A bill proposed by Kentucky lawmaker Mary Lou Marzian would prevent doctors from prescribing erectile dysfunction drugs like Viagra to anyone other than married men who have their partner's written consent. Ms. Marzian said she was trying to "wake up women" after her state passed a law requiring medical consultations for them 24 hours prior to having an abortion.
"I thought if we're going to insert ourselves into women's most private health care decisions, then we should insert ourselves into men's most private health care decisions, as well," she told The New York Times.
It seems a point, albeit tongue-in-cheek, that shouldn't have to be made today. But nearly 100 years after U.S. women gained the right to vote, we're often still not trusted to make our own decisions — even by other women — or credited with our own successes.
Look at aging feminists Gloria Steinem and Madeleine Albright. They've been fighting for gender equality for years, yet earlier this month, each roundly dismissed millennial women as brainless sets of ovaries too blind to recognize a duty to support Hillary Clinton for president. The fact that such condescension came from women's rights advocates doesn't make it any less insulting, and it takes away from a simple fact: Ms. Clinton may not be everyone's ideal candidate, but she is a credible one, and that's culturally significant whether we vote for her or not.
Then there was the CDC telling women they're basically just baby vessels and megalomaniac rapper Kanye West claiming in song lyrics that he might have sex with mega star Taylor Swift because he "made that bitch famous."

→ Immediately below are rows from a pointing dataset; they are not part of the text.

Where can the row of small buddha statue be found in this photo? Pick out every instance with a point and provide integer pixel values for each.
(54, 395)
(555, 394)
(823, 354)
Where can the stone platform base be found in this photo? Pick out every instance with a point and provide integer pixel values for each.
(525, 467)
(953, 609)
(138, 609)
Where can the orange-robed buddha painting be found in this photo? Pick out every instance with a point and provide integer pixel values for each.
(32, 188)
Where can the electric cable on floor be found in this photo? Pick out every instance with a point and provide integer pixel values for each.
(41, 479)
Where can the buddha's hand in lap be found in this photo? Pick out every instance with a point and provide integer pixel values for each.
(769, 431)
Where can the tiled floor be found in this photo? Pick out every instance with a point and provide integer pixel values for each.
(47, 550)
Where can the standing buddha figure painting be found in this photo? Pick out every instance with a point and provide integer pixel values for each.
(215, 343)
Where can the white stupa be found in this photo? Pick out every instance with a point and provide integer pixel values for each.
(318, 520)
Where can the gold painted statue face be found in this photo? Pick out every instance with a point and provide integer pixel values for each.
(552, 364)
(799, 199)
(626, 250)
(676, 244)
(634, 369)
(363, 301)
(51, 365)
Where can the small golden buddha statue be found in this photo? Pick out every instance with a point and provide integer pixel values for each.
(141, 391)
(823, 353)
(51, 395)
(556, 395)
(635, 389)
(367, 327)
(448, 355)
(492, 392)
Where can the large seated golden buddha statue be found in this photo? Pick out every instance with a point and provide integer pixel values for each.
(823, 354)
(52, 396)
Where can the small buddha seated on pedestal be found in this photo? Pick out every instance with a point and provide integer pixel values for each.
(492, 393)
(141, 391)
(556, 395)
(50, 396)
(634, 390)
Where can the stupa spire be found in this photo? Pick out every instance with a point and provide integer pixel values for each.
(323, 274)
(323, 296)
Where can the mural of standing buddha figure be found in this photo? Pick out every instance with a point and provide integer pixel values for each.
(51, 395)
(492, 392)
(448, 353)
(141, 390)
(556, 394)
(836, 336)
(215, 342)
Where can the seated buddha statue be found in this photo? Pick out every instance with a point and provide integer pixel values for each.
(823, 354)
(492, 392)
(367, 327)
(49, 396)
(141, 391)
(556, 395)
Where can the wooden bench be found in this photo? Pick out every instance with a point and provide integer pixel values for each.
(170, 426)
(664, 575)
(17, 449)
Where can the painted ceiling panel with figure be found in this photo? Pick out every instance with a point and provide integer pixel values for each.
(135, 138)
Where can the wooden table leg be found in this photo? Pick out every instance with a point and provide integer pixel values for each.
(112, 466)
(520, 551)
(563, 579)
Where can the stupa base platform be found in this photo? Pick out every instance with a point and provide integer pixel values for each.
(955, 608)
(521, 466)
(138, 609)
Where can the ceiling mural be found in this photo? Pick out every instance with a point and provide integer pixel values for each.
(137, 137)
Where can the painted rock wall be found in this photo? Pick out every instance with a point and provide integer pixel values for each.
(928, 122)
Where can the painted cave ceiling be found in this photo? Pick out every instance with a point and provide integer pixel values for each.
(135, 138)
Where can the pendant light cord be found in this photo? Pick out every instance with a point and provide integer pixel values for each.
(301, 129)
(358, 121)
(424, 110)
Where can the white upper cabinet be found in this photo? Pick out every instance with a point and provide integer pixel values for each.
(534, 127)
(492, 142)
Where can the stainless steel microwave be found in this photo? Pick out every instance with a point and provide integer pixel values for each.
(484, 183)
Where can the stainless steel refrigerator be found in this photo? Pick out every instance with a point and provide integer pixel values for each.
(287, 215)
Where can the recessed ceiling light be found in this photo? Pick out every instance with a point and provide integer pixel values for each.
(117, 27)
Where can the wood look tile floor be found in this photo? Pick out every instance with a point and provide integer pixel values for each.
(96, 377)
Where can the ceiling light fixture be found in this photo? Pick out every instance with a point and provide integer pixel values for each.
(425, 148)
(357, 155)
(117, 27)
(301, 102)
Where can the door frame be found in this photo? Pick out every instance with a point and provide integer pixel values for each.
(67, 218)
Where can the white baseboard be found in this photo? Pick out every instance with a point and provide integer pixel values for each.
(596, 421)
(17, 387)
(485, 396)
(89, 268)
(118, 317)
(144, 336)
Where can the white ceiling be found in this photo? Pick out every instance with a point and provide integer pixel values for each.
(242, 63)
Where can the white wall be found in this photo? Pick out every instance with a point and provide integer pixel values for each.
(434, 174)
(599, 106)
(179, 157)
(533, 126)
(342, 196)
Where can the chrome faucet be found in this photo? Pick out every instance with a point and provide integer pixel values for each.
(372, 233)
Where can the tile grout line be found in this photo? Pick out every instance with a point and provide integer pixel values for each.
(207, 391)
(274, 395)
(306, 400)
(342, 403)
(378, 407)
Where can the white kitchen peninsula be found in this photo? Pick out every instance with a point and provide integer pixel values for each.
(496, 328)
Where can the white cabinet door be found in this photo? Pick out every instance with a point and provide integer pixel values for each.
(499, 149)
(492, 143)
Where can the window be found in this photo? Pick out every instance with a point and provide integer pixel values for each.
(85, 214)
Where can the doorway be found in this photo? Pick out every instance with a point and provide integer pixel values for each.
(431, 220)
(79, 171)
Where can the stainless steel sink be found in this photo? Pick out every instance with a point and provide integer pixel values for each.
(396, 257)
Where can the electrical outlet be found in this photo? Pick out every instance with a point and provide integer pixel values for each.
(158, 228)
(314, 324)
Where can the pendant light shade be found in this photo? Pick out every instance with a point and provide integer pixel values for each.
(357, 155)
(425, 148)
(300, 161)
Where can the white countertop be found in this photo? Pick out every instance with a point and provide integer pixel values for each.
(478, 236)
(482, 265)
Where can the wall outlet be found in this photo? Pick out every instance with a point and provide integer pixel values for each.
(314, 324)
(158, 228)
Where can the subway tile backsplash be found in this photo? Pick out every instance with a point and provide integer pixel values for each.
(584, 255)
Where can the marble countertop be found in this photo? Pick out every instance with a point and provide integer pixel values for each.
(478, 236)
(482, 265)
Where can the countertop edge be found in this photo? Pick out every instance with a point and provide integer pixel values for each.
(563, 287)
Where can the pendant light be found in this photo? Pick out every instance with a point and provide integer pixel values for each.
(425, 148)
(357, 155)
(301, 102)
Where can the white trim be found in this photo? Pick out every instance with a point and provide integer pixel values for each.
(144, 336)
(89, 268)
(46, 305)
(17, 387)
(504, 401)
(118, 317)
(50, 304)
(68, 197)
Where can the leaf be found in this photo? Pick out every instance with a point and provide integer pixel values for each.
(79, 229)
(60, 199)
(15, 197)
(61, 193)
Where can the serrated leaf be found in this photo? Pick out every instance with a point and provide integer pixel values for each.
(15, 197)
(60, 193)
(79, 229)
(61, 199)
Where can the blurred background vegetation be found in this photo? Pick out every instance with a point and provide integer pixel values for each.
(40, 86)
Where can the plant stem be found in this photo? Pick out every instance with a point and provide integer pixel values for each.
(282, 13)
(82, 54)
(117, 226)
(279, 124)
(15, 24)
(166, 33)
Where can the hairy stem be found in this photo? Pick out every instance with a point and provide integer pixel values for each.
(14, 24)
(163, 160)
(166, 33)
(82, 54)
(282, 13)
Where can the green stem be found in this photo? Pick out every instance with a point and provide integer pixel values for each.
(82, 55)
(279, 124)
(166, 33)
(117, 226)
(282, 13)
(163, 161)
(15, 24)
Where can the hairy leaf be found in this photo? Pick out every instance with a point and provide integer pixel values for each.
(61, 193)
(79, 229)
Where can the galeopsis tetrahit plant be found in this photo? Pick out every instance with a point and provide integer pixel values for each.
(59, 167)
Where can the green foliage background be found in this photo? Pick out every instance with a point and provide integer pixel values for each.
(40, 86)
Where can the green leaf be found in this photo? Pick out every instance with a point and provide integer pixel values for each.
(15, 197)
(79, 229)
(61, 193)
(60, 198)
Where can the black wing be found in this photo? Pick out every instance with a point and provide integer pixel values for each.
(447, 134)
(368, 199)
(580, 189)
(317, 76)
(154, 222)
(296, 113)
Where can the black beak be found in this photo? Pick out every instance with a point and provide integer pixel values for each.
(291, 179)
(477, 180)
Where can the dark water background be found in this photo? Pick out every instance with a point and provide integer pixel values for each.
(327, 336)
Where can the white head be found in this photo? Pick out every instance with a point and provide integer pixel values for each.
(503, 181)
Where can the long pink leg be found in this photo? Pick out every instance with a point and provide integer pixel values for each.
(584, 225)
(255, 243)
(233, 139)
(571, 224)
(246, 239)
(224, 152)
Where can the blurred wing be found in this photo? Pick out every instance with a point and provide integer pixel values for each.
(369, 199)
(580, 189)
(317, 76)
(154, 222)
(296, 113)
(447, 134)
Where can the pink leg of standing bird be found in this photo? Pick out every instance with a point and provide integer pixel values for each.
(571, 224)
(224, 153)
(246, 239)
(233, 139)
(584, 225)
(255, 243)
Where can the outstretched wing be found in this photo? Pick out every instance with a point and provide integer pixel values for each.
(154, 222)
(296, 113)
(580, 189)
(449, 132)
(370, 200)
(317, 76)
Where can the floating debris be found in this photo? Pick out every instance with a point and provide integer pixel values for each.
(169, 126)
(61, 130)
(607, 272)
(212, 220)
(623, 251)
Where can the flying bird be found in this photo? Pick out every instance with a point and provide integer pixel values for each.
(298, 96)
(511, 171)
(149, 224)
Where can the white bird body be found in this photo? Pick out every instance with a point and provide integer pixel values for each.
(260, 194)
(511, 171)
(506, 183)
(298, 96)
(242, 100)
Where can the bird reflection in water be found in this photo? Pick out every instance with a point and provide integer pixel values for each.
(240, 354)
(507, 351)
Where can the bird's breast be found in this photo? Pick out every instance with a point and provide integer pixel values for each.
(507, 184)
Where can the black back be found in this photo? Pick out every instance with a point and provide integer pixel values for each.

Ms. Swift, who outlined her own feminist awakening in 2014, set him straight during the Grammys this week, while accepting an award for album of the year — the first female ever to do so twice (and, take note Ms. Albright and Ms. Steinem: a millennial).
"I want to say to all the young women out there, there are going to be people along the way who will try to undercut your success or take credit for your accomplishments or your fame. But if you just focus on the work, and you don't let those people sidetrack you, someday when you get where you're going, you'll look around and you will know that it was you and the people who love you who put you there," Ms. Swift said.
Kudos to her. That's not an easy speech to give, especially when she knows that a good portion of the audience cares more about what she's wearing than what she's saying.
Gender equality, like racial equality, is a fraught topic. Women don't want to be seen as weak, shrill or whining, so many adopt a grin-and-bear-it attitude toward the various indignities we may encounter — from lower pay to lower expectations. We're comfortable applauding toy maker Mattel for the marketing ploy of finally changing Barbie's body shape after years of dwindling sales, but we can't acknowledge fewer leadership opportunities in the workplace. Speaking up on serious topics puts a target on your back and invites labels, whether they're contained in song lyrics or on social media.
At a forum earlier this month that included first lady Michelle Obama as a panelist, actress and writer Lena Dunham — known for pushing the feminism envelope (she dressed as a Planned Parenthood doctor last Halloween) — said she was done monitoring Twitter until safeguards could be put in place to mitigate user threats and harassment toward her. Conservative media immediately attacked her as quashing free speech, conveniently forgetting that threats aren't protected.
Luckily for Ms. Dunham, she can afford to pay someone to deal with Twitter for her. And she's got the support of a solid, if relatively small, group of talented, powerful, awake women also willing to speak their minds (see Emma Watson's stirring speech on gender equality at United Nation's Headquarters).
Let's hope their example swells the ranks with other forward-thinkers, male and female. Because while it's true that many, many strides have been made in this country (and very, very few in others: Yemen, Pakistan, Syria, Chad, Iran...), there is obviously still a long way to go and a lot left to be said.